There's a reason for this - it's more than a rule. IP carries many
protocols other than TCP (and one can even argue that there are several
different "species" of TCP, if you couple in application behavior
differences, such as FTP vs. Telnet vs. HTTP).
The proper adaptive response to congestion MUST coordinate the requirements
of both transmitter, receiver, and application layer. The transport
network cannot presume that "quenching the source" is the best
response. The assumption that shortening the latency before "quenching",
and discarding packets is optimal presumes a particular congestion-control
policy that makes sense only with long-hold-time, stable-rate flows. More
generally, applications have a lot of other things they can do to respond
to congestion (rerouting, app level compression and prioritization, ...).

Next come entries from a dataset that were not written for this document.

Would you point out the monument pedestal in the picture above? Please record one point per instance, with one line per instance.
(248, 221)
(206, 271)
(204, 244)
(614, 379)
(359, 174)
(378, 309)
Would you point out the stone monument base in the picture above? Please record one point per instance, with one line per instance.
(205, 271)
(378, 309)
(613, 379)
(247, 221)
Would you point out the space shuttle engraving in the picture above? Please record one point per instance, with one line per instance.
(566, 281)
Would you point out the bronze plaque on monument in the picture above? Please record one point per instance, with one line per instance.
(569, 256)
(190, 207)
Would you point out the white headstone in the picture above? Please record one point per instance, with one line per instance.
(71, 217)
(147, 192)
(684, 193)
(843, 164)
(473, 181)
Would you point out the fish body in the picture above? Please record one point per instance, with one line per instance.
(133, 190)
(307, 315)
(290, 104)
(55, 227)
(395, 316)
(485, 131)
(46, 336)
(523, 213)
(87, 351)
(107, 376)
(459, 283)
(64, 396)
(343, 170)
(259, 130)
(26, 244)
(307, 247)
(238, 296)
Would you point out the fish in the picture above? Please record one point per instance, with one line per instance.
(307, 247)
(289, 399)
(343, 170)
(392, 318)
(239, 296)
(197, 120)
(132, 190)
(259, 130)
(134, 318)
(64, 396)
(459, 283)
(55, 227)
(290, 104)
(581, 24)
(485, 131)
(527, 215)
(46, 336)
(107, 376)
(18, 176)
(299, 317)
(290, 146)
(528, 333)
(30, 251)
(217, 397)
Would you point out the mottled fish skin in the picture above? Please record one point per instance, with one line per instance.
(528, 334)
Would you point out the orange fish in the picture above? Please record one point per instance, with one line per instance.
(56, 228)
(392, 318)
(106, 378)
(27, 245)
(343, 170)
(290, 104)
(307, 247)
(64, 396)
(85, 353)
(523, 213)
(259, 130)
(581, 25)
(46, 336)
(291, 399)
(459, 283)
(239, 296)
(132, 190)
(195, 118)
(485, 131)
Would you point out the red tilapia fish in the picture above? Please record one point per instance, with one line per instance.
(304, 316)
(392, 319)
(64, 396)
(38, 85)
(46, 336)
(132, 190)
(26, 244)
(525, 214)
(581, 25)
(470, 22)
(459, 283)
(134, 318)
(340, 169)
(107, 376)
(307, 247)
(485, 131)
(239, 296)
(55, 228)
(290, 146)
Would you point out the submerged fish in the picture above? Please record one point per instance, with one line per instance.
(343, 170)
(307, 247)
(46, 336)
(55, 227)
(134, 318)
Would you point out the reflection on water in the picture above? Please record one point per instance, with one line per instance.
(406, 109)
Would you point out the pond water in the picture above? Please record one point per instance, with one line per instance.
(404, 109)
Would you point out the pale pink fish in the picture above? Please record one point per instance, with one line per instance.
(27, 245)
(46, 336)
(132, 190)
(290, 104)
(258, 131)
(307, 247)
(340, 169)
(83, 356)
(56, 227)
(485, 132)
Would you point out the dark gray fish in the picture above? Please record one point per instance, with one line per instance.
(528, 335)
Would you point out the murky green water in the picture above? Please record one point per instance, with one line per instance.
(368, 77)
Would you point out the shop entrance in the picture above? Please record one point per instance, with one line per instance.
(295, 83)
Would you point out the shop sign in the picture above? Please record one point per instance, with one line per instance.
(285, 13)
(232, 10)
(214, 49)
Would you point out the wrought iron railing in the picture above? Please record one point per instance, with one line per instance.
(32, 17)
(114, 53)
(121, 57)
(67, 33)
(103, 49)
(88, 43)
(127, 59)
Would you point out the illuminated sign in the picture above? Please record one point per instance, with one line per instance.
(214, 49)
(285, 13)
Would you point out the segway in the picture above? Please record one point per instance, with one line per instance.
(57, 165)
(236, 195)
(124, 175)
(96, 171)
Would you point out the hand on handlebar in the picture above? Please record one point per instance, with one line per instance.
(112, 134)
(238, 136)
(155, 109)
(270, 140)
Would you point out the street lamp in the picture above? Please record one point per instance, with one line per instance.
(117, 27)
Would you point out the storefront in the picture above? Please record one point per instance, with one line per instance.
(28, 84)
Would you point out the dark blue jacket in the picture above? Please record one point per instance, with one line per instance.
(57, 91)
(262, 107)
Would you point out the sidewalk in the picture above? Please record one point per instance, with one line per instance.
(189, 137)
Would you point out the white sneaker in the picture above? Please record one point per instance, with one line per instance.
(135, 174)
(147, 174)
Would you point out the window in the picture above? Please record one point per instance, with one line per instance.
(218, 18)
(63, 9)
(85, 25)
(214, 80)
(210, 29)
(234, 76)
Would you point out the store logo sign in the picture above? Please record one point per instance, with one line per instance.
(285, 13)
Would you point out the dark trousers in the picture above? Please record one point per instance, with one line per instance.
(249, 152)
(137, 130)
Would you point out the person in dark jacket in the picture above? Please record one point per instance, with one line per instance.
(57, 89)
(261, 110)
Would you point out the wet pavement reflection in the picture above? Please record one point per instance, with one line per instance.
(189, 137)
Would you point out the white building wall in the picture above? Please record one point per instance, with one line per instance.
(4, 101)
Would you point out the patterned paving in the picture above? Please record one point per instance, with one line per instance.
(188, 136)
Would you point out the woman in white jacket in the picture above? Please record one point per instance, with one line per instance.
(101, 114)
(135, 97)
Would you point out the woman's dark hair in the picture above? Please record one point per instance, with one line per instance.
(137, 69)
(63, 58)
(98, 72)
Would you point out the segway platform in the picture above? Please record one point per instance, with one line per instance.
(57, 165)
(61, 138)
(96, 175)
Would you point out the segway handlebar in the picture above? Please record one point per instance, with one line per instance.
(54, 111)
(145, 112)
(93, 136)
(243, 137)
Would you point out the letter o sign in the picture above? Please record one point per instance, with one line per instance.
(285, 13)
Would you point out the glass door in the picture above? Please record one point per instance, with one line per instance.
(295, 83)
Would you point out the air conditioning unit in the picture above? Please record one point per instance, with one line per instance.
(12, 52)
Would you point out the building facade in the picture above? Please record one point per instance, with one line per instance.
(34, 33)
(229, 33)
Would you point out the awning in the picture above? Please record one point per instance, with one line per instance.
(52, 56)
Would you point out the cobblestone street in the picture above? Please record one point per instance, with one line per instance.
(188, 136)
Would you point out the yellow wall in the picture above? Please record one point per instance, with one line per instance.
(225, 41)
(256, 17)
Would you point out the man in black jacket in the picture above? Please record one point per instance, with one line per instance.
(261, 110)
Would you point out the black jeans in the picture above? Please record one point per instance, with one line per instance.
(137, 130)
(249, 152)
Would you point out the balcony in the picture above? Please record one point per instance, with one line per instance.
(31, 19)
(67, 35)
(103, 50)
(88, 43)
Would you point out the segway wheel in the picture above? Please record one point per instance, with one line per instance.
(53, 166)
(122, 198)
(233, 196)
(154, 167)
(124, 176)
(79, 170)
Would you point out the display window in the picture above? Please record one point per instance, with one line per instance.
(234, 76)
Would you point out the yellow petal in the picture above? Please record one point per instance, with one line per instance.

The real problem with SQ is that its name implies a semantics that is not
general. If the message were instead called "early source congestion
notification" (the ICMP ESCN message), which was triggered only for IP
packets that had a flag requesting such notification, and reflected through
the IP layer to an application layer for handling, it would clearly be more
general than ECN (it would handle multicast UDP traffic at least as well or
better). Eric Hall is right that the arguments against SQ are pretty weak
or irrelevant. There are some good arguments against focusing all one's
congestion control effort on a router-based, path-based scheme, but they
are arguments against ECN as well.
But the big elephant here is that looking at the packet level in a local
router will never be the right place or time to solve congestion. At best
it is a way to help the network 's users cooperate to survive unforseeable
transients that should be prevented earlier.